Wednesday, July 28, 2010

More Summer Reading on the Global Financial Meltdown

After surviving the World Cup (too late to blog about) and a couple of weeks at Calvin College in a seminar on "Faith and Globalization," I've gone back to my summer reading on the causes of the global financial crisis.

This time, I turned to British novelist John Lanchester's I.O.U.: Why Everyone Owes Everyone and No One Can Pay. It's the clearest, funniest, and most helpful examination of the crisis yet. Not only does he do a good job bringing the whole crisis down to earth, explaining it well, but he also thinks clearly about the larger context in which the crisis took place. And he makes the reader laugh along the way.

He correctly observes that one of the biggest gaps of cultures today is between those who understand global finance (very few) and those who don't (most of us). By trying to bridge this gap, he serves both cultures: the culture of global finance experts and the culture of the rest of us.

As I did in my last post, I'm going to focus on the overlapping points in his analysis and my own in chapter three of the book. At several points, he makes observations paralleling those in The Fullness of Time.
  • The collapse of the Communist bloc (pp. 12-24) as the opening for the triumph of global finance (i.e., "the end of history"means that there are no ideological competitors to challenge capitalism).
  • ATMs and "frictionless" money: He starts out his first chapter (not unlike my third chapter), with a story of going to an ATM in Hong Kong with his father in the 1970s and being bothered. "The sheer frictionlessness with which money moves around the world is frightening; it can induce a kind of vertigo" (p. 8).
  • Money as an abstraction: He points out that we have a hard time grasping what money is, until realities intrude on us (pp. 8-9). He even points out that the way that money began to operate was like postmodern theories about the "play of signifers," and so on.
  • The role of arrogance and quantitative abstraction in underestimating risks: In chapter 4 of I.O.U., Lanchester observes how the quantitative "geniuses" were building a system that depended on subprime borrowers:
By 2006, "more than half of all applications for mortgages were either 'piggback' loans, meaning that they were double loans taken out to buy the same property, or 'liar loans,' in which applicants were invited to state their own income, or 'no doc' loans, in which the borrower produced no paperwork.
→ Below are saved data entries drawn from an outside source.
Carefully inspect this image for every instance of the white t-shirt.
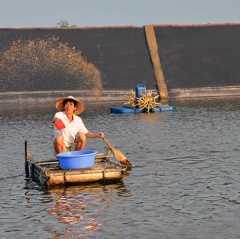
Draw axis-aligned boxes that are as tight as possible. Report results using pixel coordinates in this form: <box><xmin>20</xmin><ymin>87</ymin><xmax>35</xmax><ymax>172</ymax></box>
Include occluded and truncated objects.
<box><xmin>53</xmin><ymin>111</ymin><xmax>88</xmax><ymax>147</ymax></box>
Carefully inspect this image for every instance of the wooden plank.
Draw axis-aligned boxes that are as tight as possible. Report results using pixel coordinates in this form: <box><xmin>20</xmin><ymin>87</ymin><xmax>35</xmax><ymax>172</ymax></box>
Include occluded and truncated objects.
<box><xmin>145</xmin><ymin>25</ymin><xmax>169</xmax><ymax>100</ymax></box>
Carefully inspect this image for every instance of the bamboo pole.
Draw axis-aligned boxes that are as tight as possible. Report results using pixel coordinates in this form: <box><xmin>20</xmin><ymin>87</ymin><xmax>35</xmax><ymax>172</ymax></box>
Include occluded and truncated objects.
<box><xmin>144</xmin><ymin>25</ymin><xmax>169</xmax><ymax>100</ymax></box>
<box><xmin>25</xmin><ymin>140</ymin><xmax>30</xmax><ymax>178</ymax></box>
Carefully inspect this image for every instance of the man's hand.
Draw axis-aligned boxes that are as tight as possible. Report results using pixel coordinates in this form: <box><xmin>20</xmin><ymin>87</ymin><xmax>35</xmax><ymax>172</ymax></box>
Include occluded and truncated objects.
<box><xmin>99</xmin><ymin>132</ymin><xmax>104</xmax><ymax>139</ymax></box>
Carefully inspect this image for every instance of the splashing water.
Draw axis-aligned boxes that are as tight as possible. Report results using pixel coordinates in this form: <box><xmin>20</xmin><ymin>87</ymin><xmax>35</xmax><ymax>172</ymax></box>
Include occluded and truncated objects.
<box><xmin>0</xmin><ymin>36</ymin><xmax>102</xmax><ymax>98</ymax></box>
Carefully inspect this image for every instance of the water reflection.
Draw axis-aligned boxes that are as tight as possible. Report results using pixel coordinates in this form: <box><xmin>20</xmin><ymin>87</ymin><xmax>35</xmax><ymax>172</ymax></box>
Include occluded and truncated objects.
<box><xmin>44</xmin><ymin>182</ymin><xmax>129</xmax><ymax>238</ymax></box>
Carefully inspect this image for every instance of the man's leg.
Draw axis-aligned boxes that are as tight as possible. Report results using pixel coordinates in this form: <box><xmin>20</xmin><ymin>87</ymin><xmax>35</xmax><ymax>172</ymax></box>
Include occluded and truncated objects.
<box><xmin>54</xmin><ymin>135</ymin><xmax>65</xmax><ymax>154</ymax></box>
<box><xmin>75</xmin><ymin>132</ymin><xmax>86</xmax><ymax>150</ymax></box>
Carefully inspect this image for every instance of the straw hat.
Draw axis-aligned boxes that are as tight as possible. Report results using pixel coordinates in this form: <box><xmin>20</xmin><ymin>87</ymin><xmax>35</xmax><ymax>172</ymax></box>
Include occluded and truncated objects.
<box><xmin>55</xmin><ymin>96</ymin><xmax>84</xmax><ymax>115</ymax></box>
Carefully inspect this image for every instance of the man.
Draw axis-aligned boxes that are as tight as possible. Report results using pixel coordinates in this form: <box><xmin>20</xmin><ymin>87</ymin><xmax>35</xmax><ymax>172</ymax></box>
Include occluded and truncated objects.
<box><xmin>53</xmin><ymin>95</ymin><xmax>104</xmax><ymax>154</ymax></box>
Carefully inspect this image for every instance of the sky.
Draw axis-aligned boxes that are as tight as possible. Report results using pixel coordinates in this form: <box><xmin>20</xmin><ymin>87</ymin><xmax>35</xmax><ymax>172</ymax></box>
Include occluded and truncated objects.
<box><xmin>0</xmin><ymin>0</ymin><xmax>240</xmax><ymax>28</ymax></box>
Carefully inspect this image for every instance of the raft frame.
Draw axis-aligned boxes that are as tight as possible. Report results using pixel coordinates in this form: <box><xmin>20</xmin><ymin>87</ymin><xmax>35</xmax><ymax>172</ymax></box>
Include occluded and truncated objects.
<box><xmin>25</xmin><ymin>141</ymin><xmax>127</xmax><ymax>187</ymax></box>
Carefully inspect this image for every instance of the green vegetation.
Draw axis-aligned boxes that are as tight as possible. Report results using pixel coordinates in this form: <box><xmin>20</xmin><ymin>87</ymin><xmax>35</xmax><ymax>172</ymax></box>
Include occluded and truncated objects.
<box><xmin>57</xmin><ymin>20</ymin><xmax>78</xmax><ymax>28</ymax></box>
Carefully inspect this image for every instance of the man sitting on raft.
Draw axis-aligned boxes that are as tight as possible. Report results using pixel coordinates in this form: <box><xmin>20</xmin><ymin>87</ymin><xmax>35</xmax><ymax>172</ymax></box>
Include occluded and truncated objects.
<box><xmin>53</xmin><ymin>95</ymin><xmax>104</xmax><ymax>154</ymax></box>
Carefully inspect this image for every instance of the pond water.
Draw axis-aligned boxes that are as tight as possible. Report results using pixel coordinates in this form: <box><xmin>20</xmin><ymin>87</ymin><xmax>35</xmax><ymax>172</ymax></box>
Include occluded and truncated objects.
<box><xmin>1</xmin><ymin>96</ymin><xmax>240</xmax><ymax>238</ymax></box>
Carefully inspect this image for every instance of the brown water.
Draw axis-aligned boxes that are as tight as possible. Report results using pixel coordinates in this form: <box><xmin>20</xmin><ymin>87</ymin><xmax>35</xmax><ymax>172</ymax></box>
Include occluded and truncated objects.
<box><xmin>1</xmin><ymin>97</ymin><xmax>240</xmax><ymax>238</ymax></box>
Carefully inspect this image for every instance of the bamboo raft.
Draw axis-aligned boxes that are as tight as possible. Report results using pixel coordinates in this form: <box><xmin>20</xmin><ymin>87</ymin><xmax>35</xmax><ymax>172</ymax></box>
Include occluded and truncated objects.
<box><xmin>25</xmin><ymin>141</ymin><xmax>127</xmax><ymax>187</ymax></box>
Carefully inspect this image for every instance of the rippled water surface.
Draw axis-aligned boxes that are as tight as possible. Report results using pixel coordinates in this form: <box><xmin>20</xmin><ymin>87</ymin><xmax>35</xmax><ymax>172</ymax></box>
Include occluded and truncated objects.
<box><xmin>1</xmin><ymin>97</ymin><xmax>240</xmax><ymax>238</ymax></box>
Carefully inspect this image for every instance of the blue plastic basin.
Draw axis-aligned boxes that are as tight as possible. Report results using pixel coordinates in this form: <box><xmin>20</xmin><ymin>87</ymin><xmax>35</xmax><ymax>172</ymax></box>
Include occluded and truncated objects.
<box><xmin>56</xmin><ymin>150</ymin><xmax>97</xmax><ymax>170</ymax></box>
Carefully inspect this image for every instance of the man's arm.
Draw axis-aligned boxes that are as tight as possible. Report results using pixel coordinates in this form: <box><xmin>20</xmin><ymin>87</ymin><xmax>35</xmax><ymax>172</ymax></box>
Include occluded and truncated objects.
<box><xmin>86</xmin><ymin>131</ymin><xmax>104</xmax><ymax>139</ymax></box>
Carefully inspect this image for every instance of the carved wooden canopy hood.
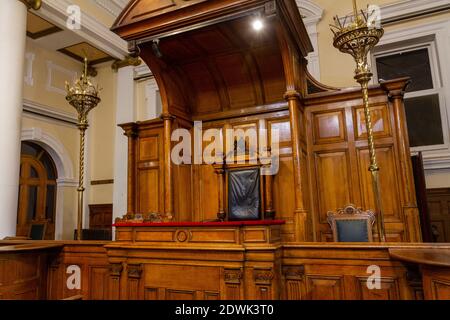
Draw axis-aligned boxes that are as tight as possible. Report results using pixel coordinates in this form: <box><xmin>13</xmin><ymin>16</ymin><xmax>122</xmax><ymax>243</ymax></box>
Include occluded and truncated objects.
<box><xmin>112</xmin><ymin>0</ymin><xmax>315</xmax><ymax>120</ymax></box>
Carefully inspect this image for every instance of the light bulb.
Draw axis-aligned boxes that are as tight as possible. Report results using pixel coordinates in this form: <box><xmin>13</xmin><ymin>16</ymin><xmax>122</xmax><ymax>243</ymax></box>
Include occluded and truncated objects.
<box><xmin>252</xmin><ymin>19</ymin><xmax>264</xmax><ymax>31</ymax></box>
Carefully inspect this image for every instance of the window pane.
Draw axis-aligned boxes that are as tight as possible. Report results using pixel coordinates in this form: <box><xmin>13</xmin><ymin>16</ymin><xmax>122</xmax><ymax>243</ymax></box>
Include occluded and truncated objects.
<box><xmin>21</xmin><ymin>142</ymin><xmax>39</xmax><ymax>157</ymax></box>
<box><xmin>45</xmin><ymin>185</ymin><xmax>56</xmax><ymax>221</ymax></box>
<box><xmin>376</xmin><ymin>48</ymin><xmax>434</xmax><ymax>92</ymax></box>
<box><xmin>27</xmin><ymin>186</ymin><xmax>38</xmax><ymax>221</ymax></box>
<box><xmin>404</xmin><ymin>94</ymin><xmax>444</xmax><ymax>147</ymax></box>
<box><xmin>30</xmin><ymin>166</ymin><xmax>39</xmax><ymax>178</ymax></box>
<box><xmin>156</xmin><ymin>90</ymin><xmax>162</xmax><ymax>118</ymax></box>
<box><xmin>41</xmin><ymin>153</ymin><xmax>57</xmax><ymax>180</ymax></box>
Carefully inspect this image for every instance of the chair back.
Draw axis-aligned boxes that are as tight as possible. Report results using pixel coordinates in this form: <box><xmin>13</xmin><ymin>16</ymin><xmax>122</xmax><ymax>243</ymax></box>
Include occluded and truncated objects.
<box><xmin>327</xmin><ymin>205</ymin><xmax>375</xmax><ymax>242</ymax></box>
<box><xmin>29</xmin><ymin>222</ymin><xmax>47</xmax><ymax>240</ymax></box>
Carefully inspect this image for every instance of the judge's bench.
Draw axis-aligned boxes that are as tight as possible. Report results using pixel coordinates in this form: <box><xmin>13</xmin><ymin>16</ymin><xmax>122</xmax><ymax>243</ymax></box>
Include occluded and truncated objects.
<box><xmin>0</xmin><ymin>0</ymin><xmax>449</xmax><ymax>300</ymax></box>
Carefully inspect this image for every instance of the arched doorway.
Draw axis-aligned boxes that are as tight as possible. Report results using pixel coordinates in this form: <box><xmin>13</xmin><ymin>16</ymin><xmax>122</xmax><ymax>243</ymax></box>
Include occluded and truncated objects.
<box><xmin>16</xmin><ymin>141</ymin><xmax>58</xmax><ymax>239</ymax></box>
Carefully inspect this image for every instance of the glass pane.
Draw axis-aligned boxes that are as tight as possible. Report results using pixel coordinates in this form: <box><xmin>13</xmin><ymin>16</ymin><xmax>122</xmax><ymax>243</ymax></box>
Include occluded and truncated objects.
<box><xmin>376</xmin><ymin>48</ymin><xmax>434</xmax><ymax>92</ymax></box>
<box><xmin>30</xmin><ymin>166</ymin><xmax>39</xmax><ymax>178</ymax></box>
<box><xmin>45</xmin><ymin>185</ymin><xmax>56</xmax><ymax>221</ymax></box>
<box><xmin>21</xmin><ymin>142</ymin><xmax>39</xmax><ymax>157</ymax></box>
<box><xmin>27</xmin><ymin>186</ymin><xmax>38</xmax><ymax>221</ymax></box>
<box><xmin>41</xmin><ymin>153</ymin><xmax>57</xmax><ymax>180</ymax></box>
<box><xmin>156</xmin><ymin>90</ymin><xmax>162</xmax><ymax>118</ymax></box>
<box><xmin>404</xmin><ymin>94</ymin><xmax>444</xmax><ymax>147</ymax></box>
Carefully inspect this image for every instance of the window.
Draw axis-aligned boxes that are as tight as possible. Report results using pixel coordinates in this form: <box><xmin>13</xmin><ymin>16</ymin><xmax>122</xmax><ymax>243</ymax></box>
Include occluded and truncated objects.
<box><xmin>17</xmin><ymin>141</ymin><xmax>58</xmax><ymax>239</ymax></box>
<box><xmin>373</xmin><ymin>39</ymin><xmax>447</xmax><ymax>150</ymax></box>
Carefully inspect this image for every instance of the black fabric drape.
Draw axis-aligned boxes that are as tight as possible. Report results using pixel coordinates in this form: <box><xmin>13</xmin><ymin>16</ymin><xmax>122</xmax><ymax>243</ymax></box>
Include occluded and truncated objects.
<box><xmin>228</xmin><ymin>169</ymin><xmax>261</xmax><ymax>220</ymax></box>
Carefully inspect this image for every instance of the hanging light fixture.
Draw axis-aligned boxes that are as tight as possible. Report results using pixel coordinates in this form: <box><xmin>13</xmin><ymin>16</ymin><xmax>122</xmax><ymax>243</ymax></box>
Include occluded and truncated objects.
<box><xmin>331</xmin><ymin>0</ymin><xmax>386</xmax><ymax>241</ymax></box>
<box><xmin>66</xmin><ymin>57</ymin><xmax>101</xmax><ymax>240</ymax></box>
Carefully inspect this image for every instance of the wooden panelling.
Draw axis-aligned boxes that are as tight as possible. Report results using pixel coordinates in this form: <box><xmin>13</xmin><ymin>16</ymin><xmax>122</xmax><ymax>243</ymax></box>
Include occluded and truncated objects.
<box><xmin>2</xmin><ymin>241</ymin><xmax>450</xmax><ymax>300</ymax></box>
<box><xmin>357</xmin><ymin>147</ymin><xmax>402</xmax><ymax>221</ymax></box>
<box><xmin>89</xmin><ymin>204</ymin><xmax>113</xmax><ymax>230</ymax></box>
<box><xmin>306</xmin><ymin>276</ymin><xmax>344</xmax><ymax>300</ymax></box>
<box><xmin>139</xmin><ymin>136</ymin><xmax>159</xmax><ymax>161</ymax></box>
<box><xmin>305</xmin><ymin>91</ymin><xmax>418</xmax><ymax>242</ymax></box>
<box><xmin>313</xmin><ymin>109</ymin><xmax>347</xmax><ymax>144</ymax></box>
<box><xmin>426</xmin><ymin>188</ymin><xmax>450</xmax><ymax>242</ymax></box>
<box><xmin>315</xmin><ymin>151</ymin><xmax>352</xmax><ymax>223</ymax></box>
<box><xmin>355</xmin><ymin>277</ymin><xmax>400</xmax><ymax>300</ymax></box>
<box><xmin>138</xmin><ymin>169</ymin><xmax>160</xmax><ymax>213</ymax></box>
<box><xmin>354</xmin><ymin>104</ymin><xmax>391</xmax><ymax>140</ymax></box>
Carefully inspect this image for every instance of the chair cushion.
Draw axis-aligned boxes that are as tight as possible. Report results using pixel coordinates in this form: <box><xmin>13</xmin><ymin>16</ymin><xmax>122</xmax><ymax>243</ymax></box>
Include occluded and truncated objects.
<box><xmin>336</xmin><ymin>220</ymin><xmax>369</xmax><ymax>242</ymax></box>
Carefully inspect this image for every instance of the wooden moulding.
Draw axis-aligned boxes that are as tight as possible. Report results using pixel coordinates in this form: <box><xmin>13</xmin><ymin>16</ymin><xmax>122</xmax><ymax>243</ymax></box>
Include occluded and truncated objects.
<box><xmin>114</xmin><ymin>224</ymin><xmax>283</xmax><ymax>245</ymax></box>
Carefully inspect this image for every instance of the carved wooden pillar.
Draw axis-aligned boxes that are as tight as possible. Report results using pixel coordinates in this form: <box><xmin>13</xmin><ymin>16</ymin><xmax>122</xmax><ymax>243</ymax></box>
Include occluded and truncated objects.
<box><xmin>264</xmin><ymin>169</ymin><xmax>275</xmax><ymax>219</ymax></box>
<box><xmin>126</xmin><ymin>263</ymin><xmax>143</xmax><ymax>300</ymax></box>
<box><xmin>223</xmin><ymin>268</ymin><xmax>243</xmax><ymax>299</ymax></box>
<box><xmin>214</xmin><ymin>165</ymin><xmax>226</xmax><ymax>221</ymax></box>
<box><xmin>282</xmin><ymin>265</ymin><xmax>305</xmax><ymax>300</ymax></box>
<box><xmin>276</xmin><ymin>22</ymin><xmax>310</xmax><ymax>241</ymax></box>
<box><xmin>385</xmin><ymin>81</ymin><xmax>422</xmax><ymax>242</ymax></box>
<box><xmin>124</xmin><ymin>125</ymin><xmax>138</xmax><ymax>216</ymax></box>
<box><xmin>286</xmin><ymin>91</ymin><xmax>309</xmax><ymax>241</ymax></box>
<box><xmin>161</xmin><ymin>113</ymin><xmax>175</xmax><ymax>221</ymax></box>
<box><xmin>109</xmin><ymin>263</ymin><xmax>123</xmax><ymax>300</ymax></box>
<box><xmin>253</xmin><ymin>268</ymin><xmax>275</xmax><ymax>300</ymax></box>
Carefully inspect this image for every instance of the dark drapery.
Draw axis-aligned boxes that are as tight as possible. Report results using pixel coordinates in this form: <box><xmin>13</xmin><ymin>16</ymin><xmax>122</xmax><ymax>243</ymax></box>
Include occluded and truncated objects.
<box><xmin>228</xmin><ymin>169</ymin><xmax>261</xmax><ymax>220</ymax></box>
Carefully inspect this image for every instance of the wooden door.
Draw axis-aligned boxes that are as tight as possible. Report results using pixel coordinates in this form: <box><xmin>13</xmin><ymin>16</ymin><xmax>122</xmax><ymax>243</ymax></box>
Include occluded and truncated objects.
<box><xmin>17</xmin><ymin>142</ymin><xmax>57</xmax><ymax>239</ymax></box>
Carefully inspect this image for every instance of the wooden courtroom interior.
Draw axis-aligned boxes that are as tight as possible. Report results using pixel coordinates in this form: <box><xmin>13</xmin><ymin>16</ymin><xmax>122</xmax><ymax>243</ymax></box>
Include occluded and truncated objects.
<box><xmin>0</xmin><ymin>0</ymin><xmax>449</xmax><ymax>300</ymax></box>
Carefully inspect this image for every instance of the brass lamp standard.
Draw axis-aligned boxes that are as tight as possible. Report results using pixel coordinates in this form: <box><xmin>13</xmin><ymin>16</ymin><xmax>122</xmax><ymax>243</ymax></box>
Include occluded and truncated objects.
<box><xmin>331</xmin><ymin>0</ymin><xmax>386</xmax><ymax>241</ymax></box>
<box><xmin>66</xmin><ymin>58</ymin><xmax>101</xmax><ymax>240</ymax></box>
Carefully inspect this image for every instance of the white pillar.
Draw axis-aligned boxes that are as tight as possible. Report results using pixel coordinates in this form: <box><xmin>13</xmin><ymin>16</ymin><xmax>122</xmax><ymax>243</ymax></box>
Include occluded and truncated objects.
<box><xmin>0</xmin><ymin>0</ymin><xmax>28</xmax><ymax>239</ymax></box>
<box><xmin>113</xmin><ymin>67</ymin><xmax>135</xmax><ymax>228</ymax></box>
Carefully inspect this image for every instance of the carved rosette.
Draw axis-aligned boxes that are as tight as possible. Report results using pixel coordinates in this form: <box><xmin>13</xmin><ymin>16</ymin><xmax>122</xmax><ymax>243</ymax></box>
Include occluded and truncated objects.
<box><xmin>127</xmin><ymin>264</ymin><xmax>143</xmax><ymax>279</ymax></box>
<box><xmin>224</xmin><ymin>269</ymin><xmax>243</xmax><ymax>284</ymax></box>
Gee, what could possibly go wrong" (p. 132)?
  • Mathematical abstractions replacing common sense and a concrete sense of what's going on: 
"Consider the case of Lawshawn Wilson in Baltimore, with no job and no income, supposedly making mortgage payments to the trustee who was the ultimate owner of her mortgage, Citigroup Mortgage Loan Trust Inc., 2007-WFHE2. How likely is a problem with that and similar mortgages? Not too unlikely, one would have thought. But by the time the market had finished with its packaging and securitization and CDOs [collateralized debt obligations] and CDSs [credit default swaps, or insurance against failures]  . . . the CFO of Goldman Sachs, David Viniar, described  [it] like this: 'We were seeing things [subprime defaults and collapsing real estate prices] that were 25-standard deviation moves, several days in a row.' It is almost impossible to put into words how big a number 25 sigma is, expressed as odds to one . . . . It's equivalent to winning the U.K. national lottery twenty-one times in a row. That's the probability of a single 25-sigma event. Goldman were claiming to experience them several days in a row" (p. 164) . . . . They weren't just wrong in practice, the way you are wrong if you call heads and a coin lands tails; they were philosophically wrong. They [global financial firms] were exposed as doing something which was contrary to the nature of reality" (p. 167).
  • The failure of regulators to ask simple questions of global financial firms like "I don't understand, please explain"(p. 181)--something that humility and a sense of groundedness in concrete realities might have promoted. Instead regulators in the UK and US trusted firms to police themselves with "market discipline" and instead used "light touch regulation."
  • The difference between the pursuit of money and the practice of industry (similar to the central theme in a recent article of mine):
"There is a profound anthropological and cultural difference between an industry and a business. An industry is an entity which as its primary purpose makes or does something and makes money as a by-product. The car industry makes cars, the television industry makes TV programs, the publishing industry makes books, and with a bit of luck they all make money too, but for the most part the people engaged in them don't regard money as the ultimate purpose and justification of what they do. Money is a by-product of the business, rather than its fundamental raison d'etre. Who goes to work in the morning thinking that the most important thing he's going to do that day is maximize shareholder value? Ideologists of capital sometimes seem to think that that's what we should be doing--which only goes to show how out of touch they are. Most human enterprises, especially the most worthwhile and meaningful ones, are in that sense industries, focused primarily on doing what they do; health care and education are both, from this anthropological perspective, both industries . . . . Money doesn't care what industry it is involved in, i just wants to make more money, and the specifics of how it does are, if not exactly a source of unconcern, very much a means to an end: the return on capital is the most important fact, and the human or cultural details involved are just that, no more than details" (pp. 197-98). 
  • Summing up his thesis
"The credit crunch was based on a climate (the post-Cold War victory party of free-market capitalism), a problem (the subprime mortgages), a mistake (the mathematical models of risk), and a failure (that of the regulators) . . . . But that failure wasn't due so much to the absence of attention to details as it was to an entire culture of the primacy of business, of money, of deregulation, of putting the interests of the financial sector first. This brought us to a point in which a belief in the free market became a kind of secular religion" (p. 202).
When he gets to his final chapter, on where to go from here, he doesn't have a lot to say, but I think we can be hopeful that the god of Mammon failed to deliver on all of his promises, opening us up to hopeful alternatives. The Christmas story provides one such alternative, as it re-enacts (among other things) the paradoxical triumph of humility, concreteness, and embodied relationships.